For Katherine Ungar, senior policy associate at the Children’s Defense Fund, the next step is to convince lawmakers to provide additional funding in the next state budget to pay for all school meals.

“We would like to see the next step in the next budget: real investment in school meals for all students,” said Ungar.

According to a group, public support for free school meals for all is high

Tusk Philanthropies commissioned the Tarrance Group, a Republican research firm, to gauge the popularity of this initiative in Ohio. According to Brian Tringali, partner at the Tarrance Group, the organization’s poll, released on May 20, 2024, showed that public support for increasing these numbers and implementing universal free school meals is very high, even if it means raising taxes.

“A universal food program for Ohio could cost taxpayers as much as $300 million,” said Brian Tringali. “The majority of voters either didn’t care or weren’t sure.”

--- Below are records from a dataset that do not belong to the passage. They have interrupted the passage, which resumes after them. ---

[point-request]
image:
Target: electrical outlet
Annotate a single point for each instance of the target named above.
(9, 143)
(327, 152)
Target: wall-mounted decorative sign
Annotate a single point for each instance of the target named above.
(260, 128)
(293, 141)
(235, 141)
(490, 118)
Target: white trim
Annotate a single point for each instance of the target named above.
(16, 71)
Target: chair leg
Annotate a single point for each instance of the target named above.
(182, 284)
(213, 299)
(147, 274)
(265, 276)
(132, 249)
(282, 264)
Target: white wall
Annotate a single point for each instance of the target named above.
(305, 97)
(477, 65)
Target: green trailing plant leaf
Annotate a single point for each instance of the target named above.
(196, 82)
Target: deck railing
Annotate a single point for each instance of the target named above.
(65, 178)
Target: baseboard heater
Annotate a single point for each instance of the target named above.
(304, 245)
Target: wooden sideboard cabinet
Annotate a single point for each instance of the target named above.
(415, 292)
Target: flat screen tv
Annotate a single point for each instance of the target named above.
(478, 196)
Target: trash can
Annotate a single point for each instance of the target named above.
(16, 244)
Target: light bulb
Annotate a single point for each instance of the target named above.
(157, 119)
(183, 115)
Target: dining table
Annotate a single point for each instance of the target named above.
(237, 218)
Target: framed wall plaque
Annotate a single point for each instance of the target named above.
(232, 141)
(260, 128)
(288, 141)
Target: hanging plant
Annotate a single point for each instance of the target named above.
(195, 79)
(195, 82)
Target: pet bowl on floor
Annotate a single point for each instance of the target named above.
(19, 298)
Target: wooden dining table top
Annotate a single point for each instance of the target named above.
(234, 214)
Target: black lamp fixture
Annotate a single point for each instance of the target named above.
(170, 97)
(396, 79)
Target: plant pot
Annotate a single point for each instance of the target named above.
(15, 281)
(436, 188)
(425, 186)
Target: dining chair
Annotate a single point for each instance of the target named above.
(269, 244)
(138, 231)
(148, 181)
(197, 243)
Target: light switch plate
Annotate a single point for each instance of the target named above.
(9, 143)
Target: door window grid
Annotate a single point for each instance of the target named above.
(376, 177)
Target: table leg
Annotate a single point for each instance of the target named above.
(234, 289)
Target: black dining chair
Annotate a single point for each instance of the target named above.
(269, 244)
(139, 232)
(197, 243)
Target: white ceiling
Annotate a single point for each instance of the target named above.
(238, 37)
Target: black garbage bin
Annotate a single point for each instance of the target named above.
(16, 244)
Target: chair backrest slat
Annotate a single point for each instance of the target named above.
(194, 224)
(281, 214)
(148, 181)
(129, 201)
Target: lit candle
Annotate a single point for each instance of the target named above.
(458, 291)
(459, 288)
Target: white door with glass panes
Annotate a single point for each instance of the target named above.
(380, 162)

After the award was announced, approval dropped by just 5%, from 67% to 62%. What’s more, this approval was not skewed towards the left or the right, or towards rural or urban areas.

Steve Tringali, a former teacher and principal of Balmer Elementary School in Massachusetts, sees promising results after introducing free breakfast and lunch for all at schools there.

“The number of students participating in breakfast has increased dramatically,” Tringali said. “You almost have to ask yourself: Did the kids always need this and just never have it?”

A lack of food and nutrients can affect a child’s growth in all areas and make it difficult for him or her to learn and absorb new information. In the eight states that have implemented universal food laws in place of the previous federal requirements, the results have been positive.

“Test scores are going up. Attendance is better,” Quigley said. “There’s less stress, and therefore fewer behavior problems. And the kids are happier, right? Because kids need to be fed, people need to be fed.”

Ohio has a system in place to feed children outside of the school year. Summer Electronic Benefit Transfer in Ohio provides the state’s 837,000 eligible children with federally funded food subsidies of $40 per month per child this summer through a Summer Electronic Benefit Transfer, or EBT, card.

Brea McClung, an American history teacher at Chesapeake High School in southern Ohio, knows the impact of food shortages and spends her own money to buy snacks for her students.

Inflation has made purchasing more difficult in recent years, so she’s being more strategic. Creating situations where teachers have to spend their own income to feed their students is one thing, but McClung has seen far worse scenarios in her 25 years of teaching.

“Typically, they start out by just paying the lunch bill and then when they graduate, they don’t get their diploma because they owe a huge amount of money,” McClung said.

McClung finds this unacceptable because food is a form of security and security is a protection that the government must provide.

“Food is safety. And I think the number one priority of a school should be safety,” McClung said. “It has to come before anything else. Because if you don’t have that, you can’t learn.”